La figura de “el español”, se diga lo que se diga, sigue teniendo un lugar de preeminencia en el imaginario y en la sociedad nacionales, como puede cotejarse en la solapa de la novela Recursos humanos de Antonio Ortuño, en donde se nos informa, como parte de su currículum, que el autor es hijo de emigrantes españoles.
—La cuna de los principales escritores nacionales, pertenecientes mayormente a núcleos urbanos y a familias establecidas (Octavio Paz, Gabriel Zaid, Juan García Ponce, Salvador Elizondo),3 ha sido también un factor esencial para pertenecer a una élite. En un país como el nuestro ser pobre, prieto y provinciano no augura nunca los mejores dividendos literarios (a diferencia de la política, donde esos factores pesan menos).

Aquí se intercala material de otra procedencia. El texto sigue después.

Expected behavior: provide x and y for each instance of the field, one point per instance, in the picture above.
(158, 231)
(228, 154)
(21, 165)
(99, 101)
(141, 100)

—La socialización a través de redes educativas. Es singular comprobar que la mayoría de los escritores más destacados recibieron parte de su educación en instituciones privadas (Octavio Paz, Carlos Fuentes, Jorge Ibargüengoitia, Juan García Ponce, Juan Vicente Melo, Hugo Gutiérrez Vega, Héctor Aguilar Camín, Juan Villoro), o la totalidad de ella, como en el caso de Gabriel Zaid, quien cursó su educación básica en el exclusivo Instituto Laurens para después matricularse en el colegio Eugenio Garza Sada y finalmente egresar como ingeniero mecánico administrador del Tecnológico de Monterrey (muy probablemente este hecho, entre otros, haya influido en su visión al respecto de la sociedad estatista y la megalomanía que reconoce en la UNAM).
Al respecto de la socialización de la literatura en las etapas escolares, resulta curioso que una novela espléndida como Aura de Carlos Fuentes sea un libro extensamente leído en escuelas secundarias y preparatorias públicas, y que a la vez el autor sea capaz de permitir que su libro Por un progreso incluyente, publicado por el Instituto de Estudios Educativos y Sindicales de América en 1997, cuente con un prólogo de la destacada maestra Elba Esther Gordillo (el libro puede descargarse en la página del SNTE) .
Personalmente quedo con la sospecha de que acaso la idea mexicana de Fuentes no ha sido otra cosa que un mundo de palabras, folclóricamente fantástico y una espléndida cantera literaria que, a la hora de la verdad, se revela como una palabra enmascarada por cuetes, serpentinas y bisutería.4
—El influyentismo. Este punto, escabroso y delicado en el que hay que andarse con tiento para no herir susceptibilidades ni aventurar juicios inoportunos, es imposible de cuantificar debido a lo oleaginoso de su praxis; sin embargo, son hechos que suceden, en ocasiones a pesar de los beneficiarios directos. Pareciera más fácil publicar un libro en una editorial o llegar a un puesto gerencial en la administración pública o cultural si los padres han trabajado anteriormente en ese rubro o se encuentran relacionados con el medio en alguna medida. Al respecto podrían analizarse los casos de Laura Emilia Pacheco, actual directora de publicaciones del Consejo Nacional para la Cultura y las Artes, y el de Joaquín Díez-Canedo, director vigente del Fondo de Cultura Económica e hijo del legendario Joaquín Díez-Canedo Manteca, director del FCE durante veinte años y fundador de la editorial Joaquín-Mortiz.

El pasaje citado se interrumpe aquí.